The focus of interest has shifted in recent years, as the central importance of population profile, or the age structure of the population has begun to be appreciated. It is the profile of one element in a country’s population, compared with that of the rest, which determines future relative magnitudes. This is subject of course to any assumptions that may be made as to differential fertility; but it still holds good and produces a reliable minimal model if that differential is taken at zero. The current official projection of a Great Britain in 2000 AD with a minimum 7 per cent ethnic minority population derives from population profiles which ave been increasingly based upon direct surveys of the population initially undertaken for other purposes—for employment policy, for example. The existing age profile is, of course, the product of what took place before 1962 combined with the manner in which the policy governing control thereafter was exercised and notably the principle, successively refined by remaining broadly in force, of admitting the children, spouses and dependents of previous arrivals.

These surveys, on which population statistics in Britain are now based, rely upon the visual self-identification of those surveyed in terms essentially of colour. The replacement of more objective classification, such as place of birth, by ethnicity, and the supersession of older terminology such as ‘New Commonwealth origin’ by the now almost standard term ‘ethnic minority’ are the end product of a process that has extended over thirty years. It was, you will recall, in 1962 by a fundamental change in its law of nationality that the United Kingdom acquired the possibility and therefore the obligation of an immigration policy—something which every other nation, under different systems of law, had possessed. Immigration politics take account inter alia of the prospective consequences of a change in the population of the receiving countries and in particular, in the case of long established and densely populated countries, of acceptability to the existing population and of governability under the existing constitutional modes. When the United Kingdom enabled itself lawfully to control the entry of British subjects not defined as belonging to it, the measure was inherently neutral: the UK differentiated itself thereby for nationality purposes from the whole of the rest of the Commonwealth indiscriminately.

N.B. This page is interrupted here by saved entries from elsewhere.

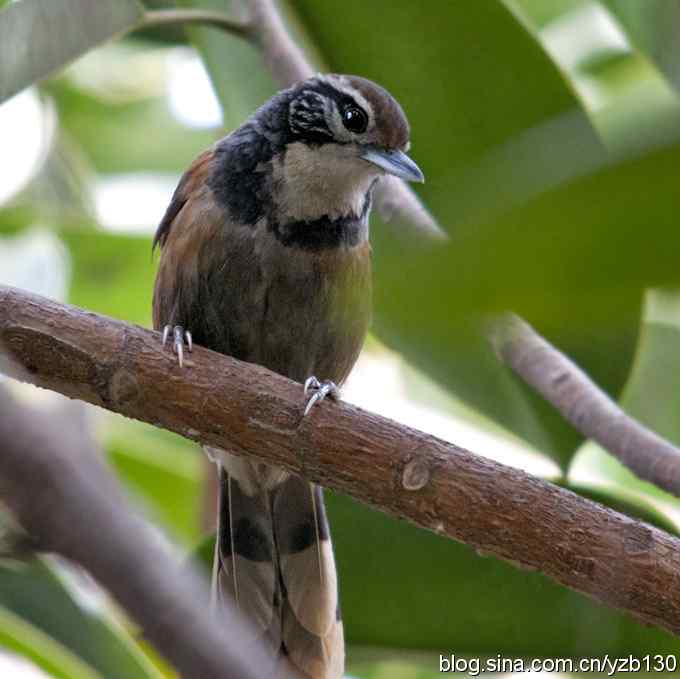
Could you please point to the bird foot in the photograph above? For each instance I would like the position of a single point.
(179, 336)
(319, 391)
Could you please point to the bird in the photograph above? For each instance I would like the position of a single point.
(265, 256)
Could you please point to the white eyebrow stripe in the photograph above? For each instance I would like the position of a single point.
(341, 84)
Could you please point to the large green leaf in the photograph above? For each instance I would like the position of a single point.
(36, 595)
(37, 38)
(653, 26)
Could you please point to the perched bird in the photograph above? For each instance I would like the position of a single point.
(265, 256)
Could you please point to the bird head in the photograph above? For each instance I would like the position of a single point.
(355, 120)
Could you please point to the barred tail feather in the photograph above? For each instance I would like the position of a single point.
(275, 559)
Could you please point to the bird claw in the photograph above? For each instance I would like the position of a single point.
(321, 390)
(179, 337)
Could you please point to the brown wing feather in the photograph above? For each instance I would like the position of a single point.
(192, 180)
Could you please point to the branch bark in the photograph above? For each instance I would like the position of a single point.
(81, 513)
(562, 383)
(249, 410)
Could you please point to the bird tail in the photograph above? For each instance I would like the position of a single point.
(274, 558)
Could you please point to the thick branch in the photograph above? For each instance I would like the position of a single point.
(581, 402)
(288, 64)
(246, 409)
(76, 509)
(171, 17)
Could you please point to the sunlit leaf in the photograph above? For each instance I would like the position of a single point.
(37, 38)
(18, 636)
(36, 595)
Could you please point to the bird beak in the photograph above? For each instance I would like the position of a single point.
(394, 162)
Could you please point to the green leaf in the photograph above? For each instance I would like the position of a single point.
(38, 38)
(653, 27)
(652, 397)
(18, 636)
(234, 65)
(112, 274)
(165, 470)
(35, 594)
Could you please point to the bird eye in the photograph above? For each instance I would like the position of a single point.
(354, 119)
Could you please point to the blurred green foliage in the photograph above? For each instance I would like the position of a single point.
(548, 132)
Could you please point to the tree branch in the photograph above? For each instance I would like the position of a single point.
(249, 410)
(288, 64)
(561, 382)
(171, 17)
(79, 511)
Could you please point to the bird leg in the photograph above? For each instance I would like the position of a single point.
(320, 391)
(180, 335)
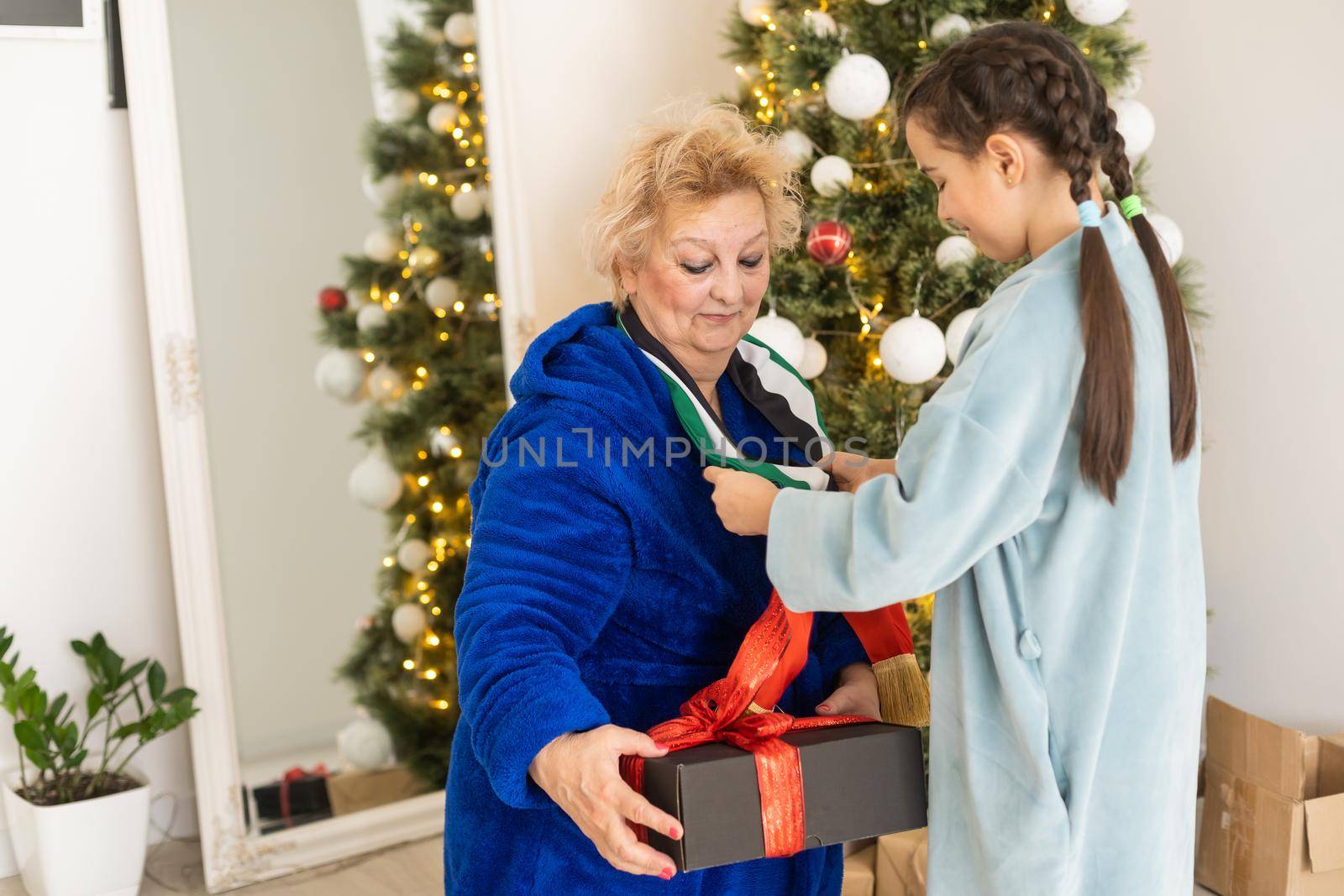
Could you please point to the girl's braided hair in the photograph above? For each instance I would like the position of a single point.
(1032, 81)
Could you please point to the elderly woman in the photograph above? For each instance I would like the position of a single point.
(601, 590)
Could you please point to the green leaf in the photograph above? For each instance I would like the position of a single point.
(30, 735)
(111, 664)
(30, 698)
(54, 710)
(156, 681)
(125, 731)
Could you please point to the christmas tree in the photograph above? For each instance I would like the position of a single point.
(416, 332)
(877, 300)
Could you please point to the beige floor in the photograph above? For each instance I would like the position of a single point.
(413, 869)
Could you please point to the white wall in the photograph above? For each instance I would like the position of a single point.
(1249, 128)
(84, 543)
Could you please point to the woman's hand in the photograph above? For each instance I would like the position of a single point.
(851, 470)
(855, 696)
(581, 773)
(743, 500)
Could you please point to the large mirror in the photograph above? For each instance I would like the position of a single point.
(320, 281)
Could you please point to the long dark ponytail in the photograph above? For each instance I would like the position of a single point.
(1032, 80)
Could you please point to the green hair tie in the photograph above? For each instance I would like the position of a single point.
(1132, 206)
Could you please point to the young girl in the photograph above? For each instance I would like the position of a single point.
(1047, 493)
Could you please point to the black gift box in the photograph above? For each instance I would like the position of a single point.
(307, 797)
(858, 781)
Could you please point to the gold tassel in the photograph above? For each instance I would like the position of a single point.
(902, 691)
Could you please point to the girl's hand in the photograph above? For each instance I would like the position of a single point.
(581, 773)
(855, 696)
(743, 500)
(851, 470)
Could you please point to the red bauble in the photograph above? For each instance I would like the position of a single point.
(331, 300)
(830, 242)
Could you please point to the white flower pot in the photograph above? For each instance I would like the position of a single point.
(87, 848)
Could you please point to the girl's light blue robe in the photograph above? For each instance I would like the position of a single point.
(1068, 663)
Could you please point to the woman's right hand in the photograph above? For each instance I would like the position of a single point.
(581, 772)
(851, 470)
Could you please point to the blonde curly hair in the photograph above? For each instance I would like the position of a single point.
(691, 155)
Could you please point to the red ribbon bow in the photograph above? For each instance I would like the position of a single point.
(716, 714)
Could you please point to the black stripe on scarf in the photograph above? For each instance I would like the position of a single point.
(774, 407)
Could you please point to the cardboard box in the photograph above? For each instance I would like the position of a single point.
(859, 872)
(1273, 809)
(858, 781)
(358, 790)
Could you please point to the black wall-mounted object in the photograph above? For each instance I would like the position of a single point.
(42, 13)
(116, 71)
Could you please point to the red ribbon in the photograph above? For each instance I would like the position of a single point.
(289, 777)
(716, 714)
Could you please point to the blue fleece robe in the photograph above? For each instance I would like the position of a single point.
(600, 591)
(1068, 664)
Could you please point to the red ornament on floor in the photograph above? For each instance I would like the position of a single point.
(331, 300)
(830, 242)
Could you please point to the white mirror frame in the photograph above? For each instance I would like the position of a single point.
(232, 857)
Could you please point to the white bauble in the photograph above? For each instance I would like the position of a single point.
(414, 555)
(381, 190)
(382, 246)
(753, 11)
(370, 317)
(434, 35)
(1136, 125)
(949, 27)
(1169, 235)
(385, 383)
(831, 175)
(823, 24)
(409, 622)
(340, 374)
(443, 117)
(441, 443)
(796, 147)
(958, 329)
(374, 483)
(781, 335)
(913, 349)
(1131, 85)
(460, 29)
(468, 206)
(365, 746)
(400, 105)
(858, 86)
(954, 250)
(1097, 13)
(813, 359)
(441, 293)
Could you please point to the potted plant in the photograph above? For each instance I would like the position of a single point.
(80, 817)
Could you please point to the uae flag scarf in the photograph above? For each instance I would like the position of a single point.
(784, 398)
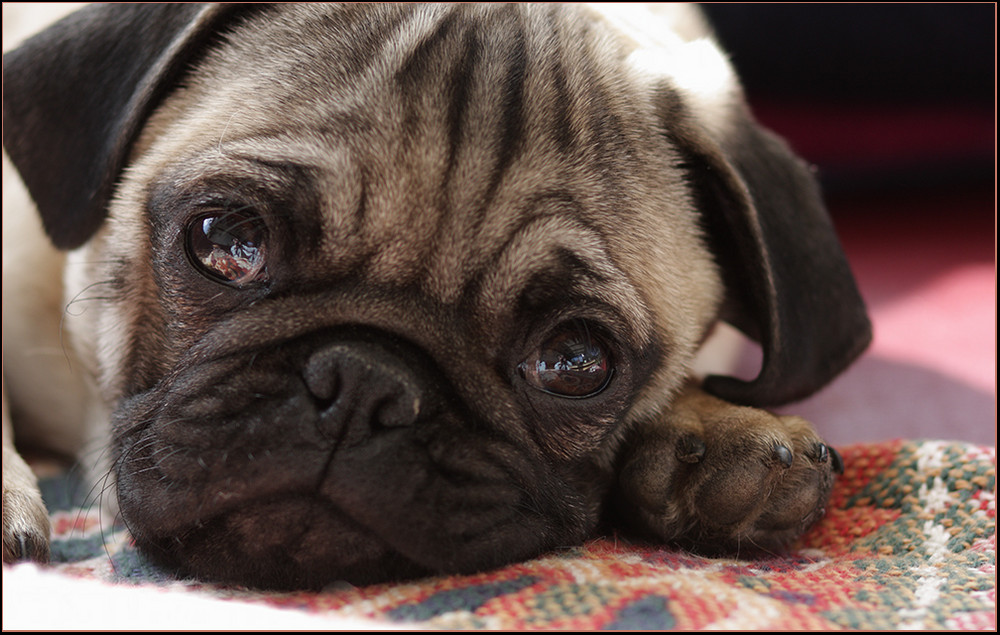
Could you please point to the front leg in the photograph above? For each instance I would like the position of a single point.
(723, 478)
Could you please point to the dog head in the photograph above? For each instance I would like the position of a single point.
(383, 286)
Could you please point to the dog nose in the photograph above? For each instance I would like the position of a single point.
(362, 386)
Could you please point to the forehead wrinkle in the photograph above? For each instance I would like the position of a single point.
(538, 247)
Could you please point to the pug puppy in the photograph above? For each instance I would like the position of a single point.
(368, 292)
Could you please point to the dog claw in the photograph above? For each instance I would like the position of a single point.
(838, 462)
(821, 453)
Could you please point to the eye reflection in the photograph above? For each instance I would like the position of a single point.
(572, 363)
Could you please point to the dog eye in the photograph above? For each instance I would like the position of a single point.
(573, 363)
(229, 246)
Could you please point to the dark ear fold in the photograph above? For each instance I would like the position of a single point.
(76, 95)
(787, 280)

However, the motive which compelled the change was alarm at the consequences anticipated from unlimited entry from the New Commonwealth such as took place between 1948 and 1962 and the implications of further growth of that element in Britain’s population. Any attempt therefore to measure and to observe had to be in terms of an element defined not by status but by another criterion. This was an ethnic criterion; and it is significant that in official publications the term ‘ethnic minority’, which no longer distinguishes at all between those who are Commonwealth citizens and those who are not—it would for example include mainland Chinese and Philippinos—has replaced the older terminologies, ‘New Commonwealth’, ‘New Commonwealth and Pakistan’, or even ‘New Commonwealth ethnic’, which retained a basis in status and embraced for example, Maltese and Cypriots.

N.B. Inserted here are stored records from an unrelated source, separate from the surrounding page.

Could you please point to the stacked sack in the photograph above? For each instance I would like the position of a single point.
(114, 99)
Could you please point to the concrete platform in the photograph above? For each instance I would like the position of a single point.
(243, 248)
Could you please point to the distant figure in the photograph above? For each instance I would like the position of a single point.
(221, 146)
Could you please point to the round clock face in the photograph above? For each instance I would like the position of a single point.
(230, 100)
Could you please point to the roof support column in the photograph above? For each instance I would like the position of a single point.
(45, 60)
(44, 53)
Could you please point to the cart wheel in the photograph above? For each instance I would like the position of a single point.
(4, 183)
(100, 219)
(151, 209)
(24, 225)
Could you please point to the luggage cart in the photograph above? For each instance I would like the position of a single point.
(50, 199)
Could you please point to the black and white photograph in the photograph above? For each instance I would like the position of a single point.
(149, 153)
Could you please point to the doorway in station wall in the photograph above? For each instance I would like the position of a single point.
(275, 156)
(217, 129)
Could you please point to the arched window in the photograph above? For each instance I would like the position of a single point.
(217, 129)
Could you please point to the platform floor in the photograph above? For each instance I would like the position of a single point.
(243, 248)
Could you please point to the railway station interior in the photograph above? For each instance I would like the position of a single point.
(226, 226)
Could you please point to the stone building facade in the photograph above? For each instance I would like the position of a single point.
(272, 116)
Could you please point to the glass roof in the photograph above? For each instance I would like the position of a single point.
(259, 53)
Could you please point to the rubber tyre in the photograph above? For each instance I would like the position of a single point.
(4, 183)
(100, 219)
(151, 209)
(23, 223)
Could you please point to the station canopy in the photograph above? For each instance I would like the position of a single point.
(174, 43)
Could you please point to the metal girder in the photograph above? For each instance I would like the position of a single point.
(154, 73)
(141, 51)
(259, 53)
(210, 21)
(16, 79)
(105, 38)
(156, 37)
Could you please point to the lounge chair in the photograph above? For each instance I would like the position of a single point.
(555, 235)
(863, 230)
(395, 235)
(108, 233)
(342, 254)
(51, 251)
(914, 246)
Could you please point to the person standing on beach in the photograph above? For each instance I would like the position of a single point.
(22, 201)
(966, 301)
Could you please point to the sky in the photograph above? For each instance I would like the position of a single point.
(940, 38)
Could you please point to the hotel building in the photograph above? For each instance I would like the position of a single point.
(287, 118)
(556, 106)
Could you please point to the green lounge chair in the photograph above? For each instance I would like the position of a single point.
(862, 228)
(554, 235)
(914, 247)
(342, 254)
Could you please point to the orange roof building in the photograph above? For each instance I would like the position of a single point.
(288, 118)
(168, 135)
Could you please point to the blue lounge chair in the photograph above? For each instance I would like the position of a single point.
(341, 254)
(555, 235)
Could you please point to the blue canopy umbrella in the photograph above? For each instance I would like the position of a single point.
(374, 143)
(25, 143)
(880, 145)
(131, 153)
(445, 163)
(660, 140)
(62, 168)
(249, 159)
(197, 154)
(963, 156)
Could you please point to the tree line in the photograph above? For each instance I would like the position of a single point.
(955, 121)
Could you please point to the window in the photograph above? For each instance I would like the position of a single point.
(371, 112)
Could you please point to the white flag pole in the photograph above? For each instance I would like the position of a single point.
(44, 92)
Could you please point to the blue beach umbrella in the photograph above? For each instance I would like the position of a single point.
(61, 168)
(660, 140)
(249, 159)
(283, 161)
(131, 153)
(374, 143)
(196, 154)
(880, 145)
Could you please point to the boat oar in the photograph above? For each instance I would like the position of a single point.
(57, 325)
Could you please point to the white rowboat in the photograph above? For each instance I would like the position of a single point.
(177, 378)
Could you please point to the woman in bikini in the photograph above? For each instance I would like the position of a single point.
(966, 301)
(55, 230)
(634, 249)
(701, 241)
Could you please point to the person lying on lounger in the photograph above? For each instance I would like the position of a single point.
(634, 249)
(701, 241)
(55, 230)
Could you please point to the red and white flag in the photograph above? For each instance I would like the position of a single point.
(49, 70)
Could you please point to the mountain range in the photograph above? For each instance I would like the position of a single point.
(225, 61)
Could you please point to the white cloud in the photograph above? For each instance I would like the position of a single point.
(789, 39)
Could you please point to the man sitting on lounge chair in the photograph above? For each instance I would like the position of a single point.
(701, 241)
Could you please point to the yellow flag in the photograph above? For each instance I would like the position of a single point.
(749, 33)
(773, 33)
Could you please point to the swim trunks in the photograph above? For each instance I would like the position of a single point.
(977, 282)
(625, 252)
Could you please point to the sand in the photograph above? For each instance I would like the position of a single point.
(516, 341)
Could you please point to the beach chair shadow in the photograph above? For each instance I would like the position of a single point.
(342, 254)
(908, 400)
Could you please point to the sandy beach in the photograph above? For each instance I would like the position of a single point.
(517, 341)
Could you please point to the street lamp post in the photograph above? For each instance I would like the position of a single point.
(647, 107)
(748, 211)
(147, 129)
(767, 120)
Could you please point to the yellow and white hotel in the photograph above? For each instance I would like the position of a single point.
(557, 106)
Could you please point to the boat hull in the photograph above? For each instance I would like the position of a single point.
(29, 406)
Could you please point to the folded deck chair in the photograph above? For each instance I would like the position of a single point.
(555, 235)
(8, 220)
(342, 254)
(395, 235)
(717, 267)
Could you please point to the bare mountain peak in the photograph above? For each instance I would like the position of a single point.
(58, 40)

The term ‘race’ first made its way into the law of the United Kingdom in 1965 in a measure which referred, without further definition, to ‘colour, race or ethnic or national origins’, and has been pronounced by the courts to differentiate the Scots and the Welsh from the English. Indeed, the introduction of that term borrowed from biology was intended to abort specifications of the apprehensions which underlay the decision to legislate in 1962. The 1965 Bill was in fact the earliest essay in the attempt, by the creation of offenses and a new distinction at law between one citizen and another, to avert those consequences of which the apprehension had led to the abandonment of the old United Kingdom law of nationality. Thus it came about that the delay between 1954 and 1961 in moving to bring United Kingdom nationality law into consonance with contemporary realities has entailed upon Britain what the modern world understands as the politics of race. A government decision, albeit a decision by default, in the middle 1950s wears in retrospect all the dignity and significance of tragedy.